Julián lo sabe de primera mano. Antes de su primer trasplante no entendía la magnitud del problema. El rechazo de la segunda córnea lo llevó a cuestionarse su vocación. Con el tercero, encontró un motivo para seguir. “Este trasplante ha salido de la mejor manera”, dice con una sonrisa tímida. Su promesa es sencilla: volver a estudiar, retomar el rumbo que la enfermedad le arrebató.
La suya no es solo una historia médica. Es también una advertencia: la ciencia puede devolver la transparencia a la córnea, pero la verdadera claridad surge de la educación, la empatía y la capacidad de escuchar. Como dice el doctor Carrizosa, cuando un paciente sale de la consulta con una sonrisa, ya se ha hecho mucho por él. Y en palabras del doctor Franco, cada córnea trasplantada es más que tejido: es la posibilidad de que alguien vuelva a ver y, con ello, de volver a ser visto.

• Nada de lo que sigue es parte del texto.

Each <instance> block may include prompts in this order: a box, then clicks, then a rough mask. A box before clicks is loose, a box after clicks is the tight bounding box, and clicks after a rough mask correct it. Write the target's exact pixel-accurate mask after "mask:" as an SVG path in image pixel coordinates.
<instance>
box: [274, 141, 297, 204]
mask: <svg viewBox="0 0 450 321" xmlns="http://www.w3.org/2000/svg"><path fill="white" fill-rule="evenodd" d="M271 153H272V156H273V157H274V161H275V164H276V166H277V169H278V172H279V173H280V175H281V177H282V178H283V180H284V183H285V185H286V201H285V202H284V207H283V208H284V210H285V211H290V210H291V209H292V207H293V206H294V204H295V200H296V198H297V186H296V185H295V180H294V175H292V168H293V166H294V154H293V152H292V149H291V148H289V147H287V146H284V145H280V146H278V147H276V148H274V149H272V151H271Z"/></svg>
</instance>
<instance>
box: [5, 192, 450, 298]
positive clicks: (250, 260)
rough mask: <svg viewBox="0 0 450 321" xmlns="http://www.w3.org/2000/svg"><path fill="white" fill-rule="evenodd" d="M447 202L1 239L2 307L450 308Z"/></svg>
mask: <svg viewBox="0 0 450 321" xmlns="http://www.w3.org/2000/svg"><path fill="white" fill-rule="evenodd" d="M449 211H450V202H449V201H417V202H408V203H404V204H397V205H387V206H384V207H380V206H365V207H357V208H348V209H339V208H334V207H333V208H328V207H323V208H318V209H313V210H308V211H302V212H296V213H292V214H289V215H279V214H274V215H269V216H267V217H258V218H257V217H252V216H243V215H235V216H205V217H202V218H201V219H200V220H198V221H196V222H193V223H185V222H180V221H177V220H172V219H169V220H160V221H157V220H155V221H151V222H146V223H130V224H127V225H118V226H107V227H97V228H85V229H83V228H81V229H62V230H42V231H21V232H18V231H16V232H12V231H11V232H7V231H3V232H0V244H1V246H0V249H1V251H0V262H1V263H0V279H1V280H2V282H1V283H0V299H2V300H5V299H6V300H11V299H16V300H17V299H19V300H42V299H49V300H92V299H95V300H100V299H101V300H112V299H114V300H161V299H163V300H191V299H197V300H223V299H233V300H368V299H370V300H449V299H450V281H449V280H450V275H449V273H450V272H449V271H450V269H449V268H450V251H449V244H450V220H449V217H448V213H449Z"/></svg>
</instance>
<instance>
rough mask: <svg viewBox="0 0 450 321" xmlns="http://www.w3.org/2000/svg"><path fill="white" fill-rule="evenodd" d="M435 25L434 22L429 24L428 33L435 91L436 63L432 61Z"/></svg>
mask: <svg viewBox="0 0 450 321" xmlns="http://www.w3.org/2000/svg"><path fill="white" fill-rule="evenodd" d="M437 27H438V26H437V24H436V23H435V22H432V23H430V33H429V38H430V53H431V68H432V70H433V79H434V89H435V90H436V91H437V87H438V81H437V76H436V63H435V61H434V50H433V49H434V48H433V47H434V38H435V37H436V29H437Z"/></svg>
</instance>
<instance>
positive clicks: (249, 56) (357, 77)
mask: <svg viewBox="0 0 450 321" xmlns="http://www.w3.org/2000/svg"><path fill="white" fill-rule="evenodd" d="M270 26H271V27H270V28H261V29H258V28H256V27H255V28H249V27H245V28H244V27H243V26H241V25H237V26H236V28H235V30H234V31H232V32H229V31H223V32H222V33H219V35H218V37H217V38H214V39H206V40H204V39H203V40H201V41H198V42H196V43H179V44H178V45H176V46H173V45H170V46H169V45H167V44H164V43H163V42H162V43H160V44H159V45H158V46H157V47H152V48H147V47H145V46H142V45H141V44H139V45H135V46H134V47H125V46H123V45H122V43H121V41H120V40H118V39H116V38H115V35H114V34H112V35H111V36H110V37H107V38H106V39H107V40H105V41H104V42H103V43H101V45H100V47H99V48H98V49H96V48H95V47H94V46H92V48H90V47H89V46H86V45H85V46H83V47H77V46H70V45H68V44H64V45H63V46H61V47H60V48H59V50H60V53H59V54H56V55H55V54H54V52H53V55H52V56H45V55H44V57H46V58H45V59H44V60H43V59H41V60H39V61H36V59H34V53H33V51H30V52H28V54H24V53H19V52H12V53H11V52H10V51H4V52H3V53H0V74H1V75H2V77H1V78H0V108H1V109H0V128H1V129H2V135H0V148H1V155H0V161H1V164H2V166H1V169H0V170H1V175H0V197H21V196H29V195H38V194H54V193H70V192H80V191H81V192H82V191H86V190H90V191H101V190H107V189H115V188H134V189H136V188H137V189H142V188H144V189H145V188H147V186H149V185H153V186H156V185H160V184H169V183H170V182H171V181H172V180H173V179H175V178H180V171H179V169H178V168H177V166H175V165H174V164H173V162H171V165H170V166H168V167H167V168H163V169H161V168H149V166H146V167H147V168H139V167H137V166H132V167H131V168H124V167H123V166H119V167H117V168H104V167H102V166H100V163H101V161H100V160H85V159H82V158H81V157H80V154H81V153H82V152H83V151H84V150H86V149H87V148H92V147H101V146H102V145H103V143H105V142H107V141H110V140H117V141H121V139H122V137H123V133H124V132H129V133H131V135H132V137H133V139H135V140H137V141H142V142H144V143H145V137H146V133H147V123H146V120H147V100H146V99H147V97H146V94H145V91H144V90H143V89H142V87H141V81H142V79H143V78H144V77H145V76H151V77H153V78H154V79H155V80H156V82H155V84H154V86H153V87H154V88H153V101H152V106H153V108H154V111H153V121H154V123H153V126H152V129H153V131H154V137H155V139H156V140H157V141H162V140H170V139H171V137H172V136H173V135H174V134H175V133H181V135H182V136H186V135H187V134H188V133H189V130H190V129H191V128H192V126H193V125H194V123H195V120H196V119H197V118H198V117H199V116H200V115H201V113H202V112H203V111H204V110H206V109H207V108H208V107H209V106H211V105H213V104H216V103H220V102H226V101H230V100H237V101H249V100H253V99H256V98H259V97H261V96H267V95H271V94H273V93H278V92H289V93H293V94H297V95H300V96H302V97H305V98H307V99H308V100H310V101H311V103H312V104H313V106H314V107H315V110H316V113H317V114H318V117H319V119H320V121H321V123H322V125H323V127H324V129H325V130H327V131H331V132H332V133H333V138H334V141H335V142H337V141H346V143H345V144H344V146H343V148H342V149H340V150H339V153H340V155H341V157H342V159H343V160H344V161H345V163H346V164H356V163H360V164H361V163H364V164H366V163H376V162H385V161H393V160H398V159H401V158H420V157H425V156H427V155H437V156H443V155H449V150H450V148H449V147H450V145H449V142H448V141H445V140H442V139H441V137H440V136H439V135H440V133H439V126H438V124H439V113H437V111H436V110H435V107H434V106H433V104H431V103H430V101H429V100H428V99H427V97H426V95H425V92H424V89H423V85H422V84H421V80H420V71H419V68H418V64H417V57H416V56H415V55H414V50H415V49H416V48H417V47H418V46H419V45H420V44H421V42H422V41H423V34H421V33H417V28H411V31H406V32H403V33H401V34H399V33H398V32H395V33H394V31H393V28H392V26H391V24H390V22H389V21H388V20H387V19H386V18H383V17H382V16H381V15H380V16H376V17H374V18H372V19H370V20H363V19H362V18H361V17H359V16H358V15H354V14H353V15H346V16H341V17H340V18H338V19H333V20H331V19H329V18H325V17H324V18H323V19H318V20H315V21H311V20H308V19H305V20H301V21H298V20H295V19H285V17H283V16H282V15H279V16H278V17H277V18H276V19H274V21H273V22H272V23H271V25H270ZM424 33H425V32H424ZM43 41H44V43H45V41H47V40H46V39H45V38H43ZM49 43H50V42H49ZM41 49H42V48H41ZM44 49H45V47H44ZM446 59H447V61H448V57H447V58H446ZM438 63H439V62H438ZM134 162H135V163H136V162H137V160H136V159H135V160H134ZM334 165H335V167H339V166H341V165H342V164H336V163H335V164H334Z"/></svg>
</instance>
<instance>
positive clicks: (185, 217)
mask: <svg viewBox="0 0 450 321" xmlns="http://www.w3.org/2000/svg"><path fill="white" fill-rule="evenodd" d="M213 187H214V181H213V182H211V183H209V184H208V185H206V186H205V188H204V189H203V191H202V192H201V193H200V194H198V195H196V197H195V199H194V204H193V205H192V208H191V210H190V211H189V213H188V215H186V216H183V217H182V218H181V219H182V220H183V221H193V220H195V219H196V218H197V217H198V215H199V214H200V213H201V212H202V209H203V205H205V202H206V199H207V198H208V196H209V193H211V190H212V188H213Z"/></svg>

El Taller del Enfoque Biopsicosocial, organizado por la Facultad de Medicina de la Universidad El Bosque, fue precisamente el escenario donde estas voces se encontraron: pacientes que narran su vida entre consultas y trasplantes, y expertos que insisten en la prevención, la educación y el acompañamiento integral. Más que un espacio académico, fue una invitación a mirar la salud visual desde la complejidad de lo humano, donde cada historia clínica se convierte también en una historia de resiliencia y comunidad.